Another appalling war. The bad king of Israel allies with good King Jehoshaphat of Judah to attack the Moabites. The armies end up in the desert without any water. The Israelite king begs Elisha to save them. Elisha says he would let the Israelites die without a second thought, but because he admires Jehoshaphat, he'll help. Elisha then reveals himself to be the Funky Prophet: He can only conjure the power of the Lord when music is playing. A musician is summoned, and Elisha delivers a lifesaving flood of water. Here's the bad part. Elisha also orders the armies to block every Moabite spring, cover Moabite cropland with stones, and chop down every Moabite fruit tree. They do it, and triumph. But let's hearken back to Deuteronomy, chapter 20, when the Lord establishes laws of war. One of them, explained very carefully, was that you may not cut down enemy orchards. The trees are innocent parties and must be left unmolested. Cutting down fruit trees is a 50-year war crime, ruining the lives of your enemy, as well as their children's and grandchildren's lives. This is presumably why God banned it so emphatically. So, it's confusing and tragic that He encourages it this time. (Alternative theory: Elisha is a false prophet, and these were not God's orders.)

The passage from 2 Kings 3:14-19

14 Elisha said, "As surely as the LORD Almighty lives, whom I serve, if I did not have respect for the presence of Jehoshaphat king of Judah, I would not look at you or even notice you. 15 But now bring me a harpist." While the harpist was playing, the hand of the LORD came upon Elisha 16 and he said, "This is what the LORD says: Make this valley full of ditches. 17 For this is what the LORD says: You will see neither wind nor rain, yet this valley will be filled with water, and you, your cattle and your other animals will drink. 18 This is an easy thing in the eyes of the LORD; he will also hand Moab over to you. 19 You will overthrow every fortified city and every major town. You will cut down every good tree, stop up all the springs, and ruin every good field with stones."

The passage from Deuteronomy 20:10-20

10 When you march up to attack a city, make its people an offer of peace. 11 If they accept and open their gates, all the people in it shall be subject to forced labor and shall work for you. 12 If they refuse to make peace and they engage you in battle, lay siege to that city. 13 When the LORD your God delivers it into your hand, put to the sword all the men in it. 14 As for the women, the children, the livestock and everything else in the city, you may take these as plunder for yourselves. And you may use the plunder the LORD your God gives you from your enemies. 15 This is how you are to treat all the cities that are at a distance from you and do not belong to the nations nearby. 16 However, in the cities of the nations the LORD your God is giving you as an inheritance, do not leave alive anything that breathes. 17 Completely destroy them-the Hittites, Amorites, Canaanites, Perizzites, Hivites and Jebusites-as the LORD your God has commanded you. 18 Otherwise, they will teach you to follow all the detestable things they do in worshiping their gods, and you will sin against the LORD your God. 19 When you lay siege to a city for a long time, fighting against it to capture it, do not destroy its trees by putting an ax to them, because you can eat their fruit. Do not cut them down. Are the trees of the field people, that you should besiege them? 20 However, you may cut down trees that you know are not fruit trees and use them to build siege works until the city at war with you falls.

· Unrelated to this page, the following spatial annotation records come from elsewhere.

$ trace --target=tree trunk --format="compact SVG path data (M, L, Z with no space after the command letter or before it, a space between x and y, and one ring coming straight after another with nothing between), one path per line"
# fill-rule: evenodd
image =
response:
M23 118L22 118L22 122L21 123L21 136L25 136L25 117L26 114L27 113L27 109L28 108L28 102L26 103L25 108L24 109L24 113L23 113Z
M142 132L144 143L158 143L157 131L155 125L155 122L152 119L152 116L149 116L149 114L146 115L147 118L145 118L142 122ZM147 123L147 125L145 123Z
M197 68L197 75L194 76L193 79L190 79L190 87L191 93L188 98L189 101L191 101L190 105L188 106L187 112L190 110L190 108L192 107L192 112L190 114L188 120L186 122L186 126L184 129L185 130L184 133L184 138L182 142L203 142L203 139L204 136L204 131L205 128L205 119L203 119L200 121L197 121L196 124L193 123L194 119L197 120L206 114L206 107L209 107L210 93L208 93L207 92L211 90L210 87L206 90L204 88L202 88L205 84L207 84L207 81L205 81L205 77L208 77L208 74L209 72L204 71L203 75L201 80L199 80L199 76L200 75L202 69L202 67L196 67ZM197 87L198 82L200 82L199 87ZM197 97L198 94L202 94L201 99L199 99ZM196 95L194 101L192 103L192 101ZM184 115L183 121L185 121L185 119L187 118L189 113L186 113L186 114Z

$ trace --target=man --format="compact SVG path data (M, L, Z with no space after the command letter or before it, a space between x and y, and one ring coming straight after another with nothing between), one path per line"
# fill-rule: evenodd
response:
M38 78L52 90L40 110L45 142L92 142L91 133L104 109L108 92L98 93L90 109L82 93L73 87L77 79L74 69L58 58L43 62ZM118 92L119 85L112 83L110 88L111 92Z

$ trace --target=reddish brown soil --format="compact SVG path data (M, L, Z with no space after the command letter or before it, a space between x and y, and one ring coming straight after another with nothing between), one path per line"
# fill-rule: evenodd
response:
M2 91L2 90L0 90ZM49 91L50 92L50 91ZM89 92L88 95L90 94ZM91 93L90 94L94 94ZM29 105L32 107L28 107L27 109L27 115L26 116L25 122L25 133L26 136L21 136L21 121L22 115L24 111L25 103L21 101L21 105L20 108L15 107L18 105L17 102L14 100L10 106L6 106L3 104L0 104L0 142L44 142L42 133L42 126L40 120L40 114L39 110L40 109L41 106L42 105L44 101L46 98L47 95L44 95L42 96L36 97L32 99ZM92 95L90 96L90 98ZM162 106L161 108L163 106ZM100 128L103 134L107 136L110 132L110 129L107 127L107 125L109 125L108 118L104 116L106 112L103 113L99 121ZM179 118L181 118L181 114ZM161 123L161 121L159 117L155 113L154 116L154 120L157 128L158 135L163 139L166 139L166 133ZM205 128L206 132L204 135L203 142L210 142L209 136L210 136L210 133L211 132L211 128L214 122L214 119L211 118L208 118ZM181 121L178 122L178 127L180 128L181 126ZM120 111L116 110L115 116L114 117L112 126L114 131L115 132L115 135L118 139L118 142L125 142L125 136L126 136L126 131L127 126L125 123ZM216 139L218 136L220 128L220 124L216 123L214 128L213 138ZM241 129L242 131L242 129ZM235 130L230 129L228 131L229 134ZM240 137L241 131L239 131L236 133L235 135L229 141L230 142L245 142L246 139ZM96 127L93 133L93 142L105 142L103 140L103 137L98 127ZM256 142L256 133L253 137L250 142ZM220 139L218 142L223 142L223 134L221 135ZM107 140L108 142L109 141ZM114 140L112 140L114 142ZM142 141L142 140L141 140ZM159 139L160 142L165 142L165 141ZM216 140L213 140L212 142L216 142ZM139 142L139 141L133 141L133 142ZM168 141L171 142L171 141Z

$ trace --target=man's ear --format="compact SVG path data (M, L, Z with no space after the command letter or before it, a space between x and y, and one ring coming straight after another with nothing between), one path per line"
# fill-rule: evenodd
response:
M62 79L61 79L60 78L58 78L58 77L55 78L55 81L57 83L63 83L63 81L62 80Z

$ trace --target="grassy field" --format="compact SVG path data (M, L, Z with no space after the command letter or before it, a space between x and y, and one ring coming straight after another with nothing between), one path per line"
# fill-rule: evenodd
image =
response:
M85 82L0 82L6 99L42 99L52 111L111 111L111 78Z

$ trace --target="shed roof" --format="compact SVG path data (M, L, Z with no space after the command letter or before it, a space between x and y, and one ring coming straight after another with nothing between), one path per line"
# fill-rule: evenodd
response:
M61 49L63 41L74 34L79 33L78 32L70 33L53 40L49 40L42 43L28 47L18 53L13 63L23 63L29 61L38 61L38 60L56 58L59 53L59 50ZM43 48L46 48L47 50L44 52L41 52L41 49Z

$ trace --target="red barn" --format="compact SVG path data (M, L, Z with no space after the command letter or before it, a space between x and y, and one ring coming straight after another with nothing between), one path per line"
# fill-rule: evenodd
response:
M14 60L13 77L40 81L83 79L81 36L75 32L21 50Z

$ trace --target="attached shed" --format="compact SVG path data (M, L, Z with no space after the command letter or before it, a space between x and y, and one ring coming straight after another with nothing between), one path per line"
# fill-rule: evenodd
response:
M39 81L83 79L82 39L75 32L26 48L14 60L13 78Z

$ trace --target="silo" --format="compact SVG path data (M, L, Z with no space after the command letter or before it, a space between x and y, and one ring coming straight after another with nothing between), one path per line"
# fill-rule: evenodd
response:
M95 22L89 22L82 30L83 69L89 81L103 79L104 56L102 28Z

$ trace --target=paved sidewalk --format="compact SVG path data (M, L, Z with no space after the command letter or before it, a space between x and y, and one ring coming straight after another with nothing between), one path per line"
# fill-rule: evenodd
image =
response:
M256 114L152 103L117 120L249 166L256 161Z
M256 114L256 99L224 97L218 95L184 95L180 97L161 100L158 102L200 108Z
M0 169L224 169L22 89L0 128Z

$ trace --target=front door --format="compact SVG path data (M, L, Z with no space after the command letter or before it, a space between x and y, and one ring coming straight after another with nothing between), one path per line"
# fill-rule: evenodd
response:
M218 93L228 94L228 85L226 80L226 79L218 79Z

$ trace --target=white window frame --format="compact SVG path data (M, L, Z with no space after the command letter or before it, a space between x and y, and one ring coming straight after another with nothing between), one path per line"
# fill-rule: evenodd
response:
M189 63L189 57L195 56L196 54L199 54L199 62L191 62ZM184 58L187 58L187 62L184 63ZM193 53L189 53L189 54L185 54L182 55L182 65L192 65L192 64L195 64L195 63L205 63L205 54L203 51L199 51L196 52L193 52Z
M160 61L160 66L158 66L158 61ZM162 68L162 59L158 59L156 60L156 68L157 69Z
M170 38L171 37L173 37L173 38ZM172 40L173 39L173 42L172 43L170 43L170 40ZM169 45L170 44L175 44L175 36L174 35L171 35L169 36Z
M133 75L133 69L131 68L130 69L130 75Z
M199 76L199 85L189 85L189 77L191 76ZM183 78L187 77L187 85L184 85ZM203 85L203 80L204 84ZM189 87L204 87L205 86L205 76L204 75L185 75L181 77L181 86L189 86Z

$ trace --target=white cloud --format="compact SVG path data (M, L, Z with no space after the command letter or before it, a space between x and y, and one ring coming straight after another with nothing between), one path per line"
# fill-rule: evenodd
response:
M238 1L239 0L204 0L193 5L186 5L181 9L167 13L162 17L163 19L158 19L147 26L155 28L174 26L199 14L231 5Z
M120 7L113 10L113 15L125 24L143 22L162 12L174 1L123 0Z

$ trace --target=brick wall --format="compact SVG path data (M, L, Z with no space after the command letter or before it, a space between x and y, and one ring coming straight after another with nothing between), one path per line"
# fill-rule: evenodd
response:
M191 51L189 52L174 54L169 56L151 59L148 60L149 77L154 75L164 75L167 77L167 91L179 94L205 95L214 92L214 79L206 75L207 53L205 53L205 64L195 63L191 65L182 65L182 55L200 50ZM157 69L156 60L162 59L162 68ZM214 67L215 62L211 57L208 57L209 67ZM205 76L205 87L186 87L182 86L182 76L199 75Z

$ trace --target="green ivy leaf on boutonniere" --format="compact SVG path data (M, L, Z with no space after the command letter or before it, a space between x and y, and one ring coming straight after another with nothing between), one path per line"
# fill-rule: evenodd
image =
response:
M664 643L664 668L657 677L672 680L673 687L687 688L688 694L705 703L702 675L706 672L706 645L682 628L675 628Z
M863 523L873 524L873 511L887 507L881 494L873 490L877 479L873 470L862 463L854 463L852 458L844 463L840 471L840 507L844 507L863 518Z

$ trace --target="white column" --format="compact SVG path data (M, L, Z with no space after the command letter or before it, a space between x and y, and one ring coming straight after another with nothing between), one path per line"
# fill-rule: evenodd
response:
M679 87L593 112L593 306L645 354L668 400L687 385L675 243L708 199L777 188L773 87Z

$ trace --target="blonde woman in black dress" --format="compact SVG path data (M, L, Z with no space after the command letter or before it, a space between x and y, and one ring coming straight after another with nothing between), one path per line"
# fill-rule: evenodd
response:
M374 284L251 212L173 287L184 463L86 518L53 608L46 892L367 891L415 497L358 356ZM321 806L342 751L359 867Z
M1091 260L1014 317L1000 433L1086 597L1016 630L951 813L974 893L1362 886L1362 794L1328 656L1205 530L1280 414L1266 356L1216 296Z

What do you think? Why would Elisha encourage them to cut down all the trees in violation of the Deuteronomy passage? I don't know...when I read the passage from 2 Kings, it isn't obvious to me that Elisha is encouraging or commanding but rather simply predicting. Approval of cutting the trees doesn't seem to be necessarily implicit in his statement...though I would probably assume it but for the Deuteronomy passage.